Petrified wood is the common name for wood that has turned to stone. Almost all of today’s modern tree types have ancient fossil remnants that we can study. The patterns on the different types of wood appear unchanged from their modern counterparts.
Peanut wood is a type of fossil wood, most often a black or dark brown, sometimes it comes in lighter brown and reddish brown shades. The distinctive feature of this wood is that it will have several white/ beige lines and inclusions running through the wood. These lines sometimes resemble peanuts, and this is where it gets its name from.
These light coloured areas are what used to be boreholes in the original wood. Before the wood was petrified, it was washed into the ocean as driftwood. It was then attacked by small marine shellfish called teredo; another name for these little clams is "shipworm". They bore small tunnels into the wood and eventually the entire piece can be riddled with boreholes. When the wood became waterlogged, it then sank to the bottom of the ocean & settled into the mud. The boreholes then filled with the light coloured radiolarian sediment. Some time later, petrification began, and this stunning fossil is what remains. Most peanut wood is a type of auraucaria wood, and is approximately 70 million years old.

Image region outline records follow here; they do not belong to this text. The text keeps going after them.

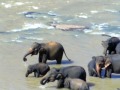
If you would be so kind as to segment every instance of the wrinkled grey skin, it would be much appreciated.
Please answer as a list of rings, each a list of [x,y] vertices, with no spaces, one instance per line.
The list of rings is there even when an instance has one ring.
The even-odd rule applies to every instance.
[[[58,42],[48,43],[33,43],[29,51],[24,55],[23,60],[27,61],[28,55],[37,55],[39,53],[38,61],[46,63],[47,60],[56,60],[57,64],[61,64],[63,53],[67,57],[63,46]],[[67,57],[70,61],[70,59]]]
[[[116,46],[120,42],[119,38],[117,37],[111,37],[107,39],[106,41],[102,41],[102,46],[104,48],[103,54],[106,56],[107,54],[116,53]],[[107,53],[108,52],[108,53]]]
[[[89,90],[89,85],[81,79],[66,78],[64,87],[70,90]]]
[[[120,74],[120,54],[107,56],[105,60],[106,77],[111,78],[111,73]]]
[[[79,78],[84,81],[86,81],[86,71],[81,66],[68,66],[68,67],[62,67],[60,69],[52,68],[44,77],[40,83],[42,85],[46,84],[47,82],[54,82],[55,80],[58,80],[58,75],[62,74],[64,77],[70,77],[70,78]],[[64,87],[64,79],[58,80],[57,88]]]
[[[39,77],[45,75],[49,70],[50,67],[47,64],[37,63],[28,66],[25,76],[28,77],[29,74],[34,72],[34,76]]]
[[[105,56],[93,56],[88,63],[88,72],[90,76],[101,77],[101,70],[104,67]]]

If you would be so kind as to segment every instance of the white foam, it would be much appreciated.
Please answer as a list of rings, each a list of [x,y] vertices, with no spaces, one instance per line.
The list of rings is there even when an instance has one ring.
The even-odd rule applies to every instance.
[[[85,13],[80,13],[80,14],[75,15],[75,17],[79,17],[79,18],[85,18],[85,19],[87,19],[87,18],[88,18],[88,15],[85,14]]]
[[[92,29],[97,29],[97,30],[103,30],[104,28],[107,28],[109,26],[108,23],[101,23],[101,24],[93,24]]]
[[[32,39],[32,40],[44,40],[43,38],[37,38],[37,37],[25,37],[26,39]]]
[[[20,31],[25,31],[29,29],[37,29],[37,28],[46,28],[46,29],[54,29],[53,26],[47,26],[42,23],[24,23],[23,27],[21,29],[13,29],[7,32],[20,32]]]
[[[2,2],[1,5],[4,6],[5,8],[11,8],[13,6],[21,6],[21,5],[24,5],[24,4],[28,4],[28,3],[32,3],[32,2],[15,2],[15,3],[4,3]]]
[[[1,3],[1,5],[3,5],[5,8],[11,8],[12,5],[11,4],[7,4],[7,3]]]
[[[112,12],[112,13],[116,13],[116,12],[118,12],[117,10],[112,10],[112,9],[104,9],[104,11]]]
[[[96,14],[96,13],[98,13],[98,11],[96,11],[96,10],[92,10],[92,11],[90,11],[92,14]]]
[[[36,6],[32,6],[32,8],[33,8],[33,9],[39,9],[39,8],[38,8],[38,7],[36,7]]]
[[[108,35],[113,36],[113,37],[120,37],[120,34],[115,34],[115,33],[112,33],[112,32],[108,33]]]
[[[23,5],[24,3],[23,2],[15,2],[14,3],[14,6],[21,6],[21,5]]]
[[[45,87],[45,85],[40,85],[39,88],[45,89],[46,87]]]

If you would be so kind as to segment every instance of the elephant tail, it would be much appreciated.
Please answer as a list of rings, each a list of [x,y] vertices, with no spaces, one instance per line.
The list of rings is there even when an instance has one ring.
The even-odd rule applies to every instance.
[[[64,54],[65,54],[66,58],[67,58],[69,61],[71,61],[71,59],[68,58],[68,56],[67,56],[65,50],[64,50]]]

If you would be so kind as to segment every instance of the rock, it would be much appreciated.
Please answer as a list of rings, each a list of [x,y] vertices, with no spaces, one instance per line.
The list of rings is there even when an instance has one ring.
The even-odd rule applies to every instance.
[[[69,25],[69,24],[51,24],[54,26],[56,29],[60,29],[63,31],[73,31],[73,30],[79,30],[82,31],[84,29],[89,29],[86,26],[81,26],[81,25]]]

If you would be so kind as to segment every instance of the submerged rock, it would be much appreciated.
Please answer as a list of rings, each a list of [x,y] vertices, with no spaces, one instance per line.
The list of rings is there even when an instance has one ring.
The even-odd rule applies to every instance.
[[[89,29],[87,26],[82,25],[69,25],[69,24],[51,24],[56,29],[60,29],[63,31],[73,31],[73,30],[79,30],[82,31],[84,29]]]

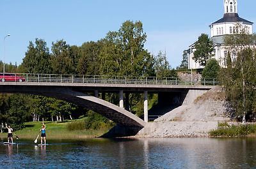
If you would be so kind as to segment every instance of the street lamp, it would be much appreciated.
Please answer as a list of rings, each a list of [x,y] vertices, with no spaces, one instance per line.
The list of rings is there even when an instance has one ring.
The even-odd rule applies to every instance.
[[[4,68],[5,68],[5,63],[4,63],[4,57],[5,57],[5,38],[6,38],[8,36],[11,36],[11,34],[8,34],[6,36],[4,36],[4,58],[3,58],[3,62],[4,62],[4,73],[5,73],[5,70],[4,70]]]

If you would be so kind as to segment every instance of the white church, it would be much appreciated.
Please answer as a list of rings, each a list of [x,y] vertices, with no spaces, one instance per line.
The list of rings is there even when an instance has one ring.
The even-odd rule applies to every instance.
[[[237,11],[237,0],[224,0],[224,16],[222,18],[212,23],[210,25],[211,40],[213,42],[215,58],[220,66],[225,67],[225,58],[227,56],[226,48],[224,45],[225,35],[238,33],[243,29],[246,33],[253,34],[253,23],[239,17]],[[237,25],[239,27],[237,27]],[[195,62],[193,57],[195,51],[195,43],[190,45],[188,52],[188,68],[204,68],[198,62]]]

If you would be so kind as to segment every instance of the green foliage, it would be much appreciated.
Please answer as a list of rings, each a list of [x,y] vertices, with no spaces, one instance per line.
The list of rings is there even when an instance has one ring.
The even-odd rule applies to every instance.
[[[100,73],[127,76],[152,75],[154,60],[144,49],[146,38],[140,21],[126,21],[118,31],[109,32],[102,41],[99,57]]]
[[[19,69],[22,73],[51,73],[51,55],[46,42],[36,38],[35,43],[29,41],[28,51]]]
[[[74,60],[70,54],[70,47],[63,40],[52,43],[52,73],[72,74],[76,71]]]
[[[213,55],[214,51],[212,41],[206,34],[202,34],[195,44],[196,51],[193,59],[199,62],[201,66],[205,66],[208,60]]]
[[[166,55],[161,52],[154,56],[145,48],[147,34],[141,22],[127,20],[117,31],[109,31],[98,41],[84,43],[81,47],[68,44],[64,40],[52,42],[49,48],[42,39],[29,41],[22,64],[6,64],[6,71],[29,73],[82,74],[85,75],[177,77]],[[184,63],[185,64],[185,63]],[[0,69],[3,62],[0,62]],[[116,94],[106,93],[105,99],[118,105]],[[134,114],[143,115],[143,95],[131,94],[127,107]],[[148,101],[151,98],[149,94]],[[152,103],[154,104],[154,103]],[[31,121],[57,121],[77,118],[87,110],[65,101],[41,96],[0,96],[0,122],[22,126]],[[90,111],[85,126],[97,129],[113,122]],[[72,124],[73,125],[73,124]],[[76,124],[74,124],[76,126]]]
[[[75,121],[69,122],[67,125],[67,128],[68,131],[83,130],[85,129],[84,121]]]
[[[179,69],[186,70],[188,68],[188,52],[189,50],[184,50],[182,54],[182,61],[181,61]]]
[[[171,66],[166,59],[166,54],[160,51],[155,57],[155,71],[157,77],[177,77],[177,73]]]
[[[221,126],[209,133],[211,136],[237,136],[252,134],[256,134],[256,124]]]
[[[102,42],[86,42],[80,47],[81,57],[78,62],[78,73],[81,75],[99,75],[99,55]]]
[[[256,50],[248,45],[253,39],[256,40],[255,35],[248,34],[230,35],[225,39],[229,48],[227,68],[221,74],[222,82],[227,99],[239,121],[243,117],[249,121],[256,120]],[[232,61],[231,56],[236,58]]]
[[[204,68],[202,77],[205,78],[217,78],[220,71],[220,66],[215,59],[211,59]]]

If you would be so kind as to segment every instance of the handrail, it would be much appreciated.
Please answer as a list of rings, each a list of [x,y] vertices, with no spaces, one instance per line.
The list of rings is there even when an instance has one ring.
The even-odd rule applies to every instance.
[[[110,75],[58,75],[36,73],[4,73],[1,78],[6,78],[8,74],[15,76],[15,82],[22,78],[28,83],[70,83],[70,84],[104,84],[124,85],[216,85],[220,82],[215,78],[201,78],[200,80],[181,80],[177,77],[132,77]],[[3,80],[6,81],[6,80]],[[11,81],[11,80],[9,80]]]

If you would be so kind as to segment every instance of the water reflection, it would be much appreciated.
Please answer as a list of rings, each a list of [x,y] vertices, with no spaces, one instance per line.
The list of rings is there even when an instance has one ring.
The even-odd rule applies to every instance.
[[[6,145],[6,151],[8,156],[11,156],[13,154],[13,145],[8,144]]]
[[[255,138],[88,139],[47,146],[23,142],[17,147],[0,145],[0,168],[42,163],[45,169],[256,168]]]

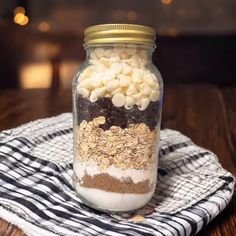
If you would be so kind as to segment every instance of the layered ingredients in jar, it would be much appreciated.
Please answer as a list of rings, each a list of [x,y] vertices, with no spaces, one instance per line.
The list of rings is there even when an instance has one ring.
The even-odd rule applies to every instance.
[[[95,48],[77,85],[74,184],[89,205],[129,211],[152,197],[160,85],[147,50]]]

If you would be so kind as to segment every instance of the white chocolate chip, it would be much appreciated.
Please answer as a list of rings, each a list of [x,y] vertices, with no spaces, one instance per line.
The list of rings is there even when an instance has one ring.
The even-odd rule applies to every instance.
[[[122,69],[122,67],[121,67],[121,64],[120,64],[120,63],[113,63],[113,64],[111,65],[111,71],[112,71],[115,75],[120,74],[121,69]]]
[[[105,67],[109,67],[110,66],[110,60],[108,58],[106,58],[106,57],[100,58],[100,62]]]
[[[96,88],[96,89],[94,89],[94,92],[98,95],[98,97],[102,97],[106,92],[106,88],[104,88],[104,87]]]
[[[134,104],[135,104],[135,100],[134,100],[133,97],[127,96],[127,97],[125,98],[125,108],[126,108],[126,109],[131,109]]]
[[[141,83],[142,82],[142,76],[143,76],[143,70],[134,68],[133,74],[132,74],[132,82],[133,83]]]
[[[79,81],[79,86],[80,86],[81,88],[85,88],[85,89],[88,89],[88,90],[93,89],[93,86],[91,85],[89,79],[80,80],[80,81]]]
[[[120,57],[119,57],[118,54],[112,53],[109,60],[110,60],[111,63],[120,62]]]
[[[150,93],[151,93],[151,88],[150,88],[148,85],[142,83],[142,84],[140,85],[140,93],[141,93],[142,95],[150,95]]]
[[[98,58],[101,58],[104,55],[104,52],[105,50],[103,48],[96,48],[94,50],[94,53]]]
[[[133,68],[139,68],[139,63],[137,60],[133,60],[131,59],[130,62],[129,62],[130,66],[133,67]]]
[[[97,56],[96,56],[96,54],[95,54],[94,52],[91,52],[91,53],[90,53],[90,58],[96,60],[96,59],[97,59]]]
[[[128,87],[130,85],[131,79],[128,75],[119,75],[120,87]]]
[[[79,86],[77,87],[77,92],[82,95],[83,98],[87,98],[89,96],[89,90],[85,88],[80,88]]]
[[[106,90],[108,92],[112,92],[114,91],[115,89],[117,89],[119,87],[120,83],[118,80],[111,80],[111,81],[108,81],[107,84],[106,84]]]
[[[121,92],[122,92],[122,89],[121,88],[117,88],[117,89],[115,89],[114,91],[111,92],[111,95],[114,96],[115,94],[121,93]]]
[[[115,107],[122,107],[125,105],[125,96],[122,93],[117,93],[112,98],[112,103]]]
[[[90,84],[94,87],[97,88],[101,85],[102,81],[101,81],[101,75],[100,74],[96,74],[93,76],[90,76],[89,78]]]
[[[148,107],[149,102],[150,100],[147,97],[142,97],[138,106],[139,110],[144,111]]]
[[[125,48],[123,45],[116,45],[114,46],[114,51],[121,54],[122,52],[124,52]]]
[[[132,67],[130,67],[127,63],[122,63],[122,73],[128,75],[132,72]]]
[[[126,59],[129,58],[129,55],[128,55],[127,53],[123,52],[123,53],[120,54],[120,58],[121,58],[122,60],[126,60]]]
[[[141,93],[136,93],[136,94],[132,95],[132,97],[134,99],[134,104],[138,104],[138,101],[142,97],[142,94]]]
[[[146,74],[143,77],[143,81],[147,83],[151,88],[155,88],[156,79],[153,74]]]
[[[92,91],[89,97],[90,102],[96,102],[98,100],[98,95],[95,91]]]
[[[133,86],[133,84],[130,84],[130,86],[128,87],[128,89],[126,91],[126,94],[127,95],[133,95],[133,94],[136,94],[136,93],[137,93],[136,88]]]
[[[104,52],[104,56],[105,56],[105,57],[111,57],[111,54],[112,54],[112,50],[111,50],[111,49],[107,49],[107,50]]]
[[[81,75],[85,76],[85,77],[89,77],[94,71],[93,66],[88,66]]]
[[[111,81],[113,79],[115,79],[115,75],[114,75],[113,71],[108,70],[104,73],[104,75],[102,77],[102,83],[105,86],[108,83],[108,81]]]
[[[159,97],[160,97],[160,92],[159,91],[156,91],[156,90],[152,90],[149,98],[152,102],[156,102],[159,100]]]

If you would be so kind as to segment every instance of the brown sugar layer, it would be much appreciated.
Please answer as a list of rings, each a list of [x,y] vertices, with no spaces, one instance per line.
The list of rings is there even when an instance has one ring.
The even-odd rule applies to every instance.
[[[153,189],[153,184],[149,180],[134,183],[130,177],[120,180],[106,173],[94,176],[85,174],[79,182],[82,187],[96,188],[115,193],[145,194]]]

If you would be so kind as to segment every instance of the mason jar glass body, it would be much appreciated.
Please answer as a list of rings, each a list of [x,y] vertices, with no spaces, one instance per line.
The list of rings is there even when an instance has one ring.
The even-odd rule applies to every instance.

Petrified Wood is used to connect with your past life, to get more grounded, or to stabilize emotions. Some believe these wood types can help with your composure and contentment with life. Petrified wood is a testament of resilience and strength, and is often associated with business success, making it an ideal fossil for entrepreneurs.
- Set in sterling silver.
- Size 9 ring.
- Dimensions of fossil in setting: 28 mm x 21 mm x 5 mm
- Features a genuine fossil.
- This item includes an information card about the fossil.
- A certificate of authenticity is included with this item.
This fossil requires special care - exposure to water and other chemicals, such as lotions or perfumes, will damage it over time. If you polish the jewellery, avoid polishing the fossil itself. A silver-cleaning dip should never be used with this piece.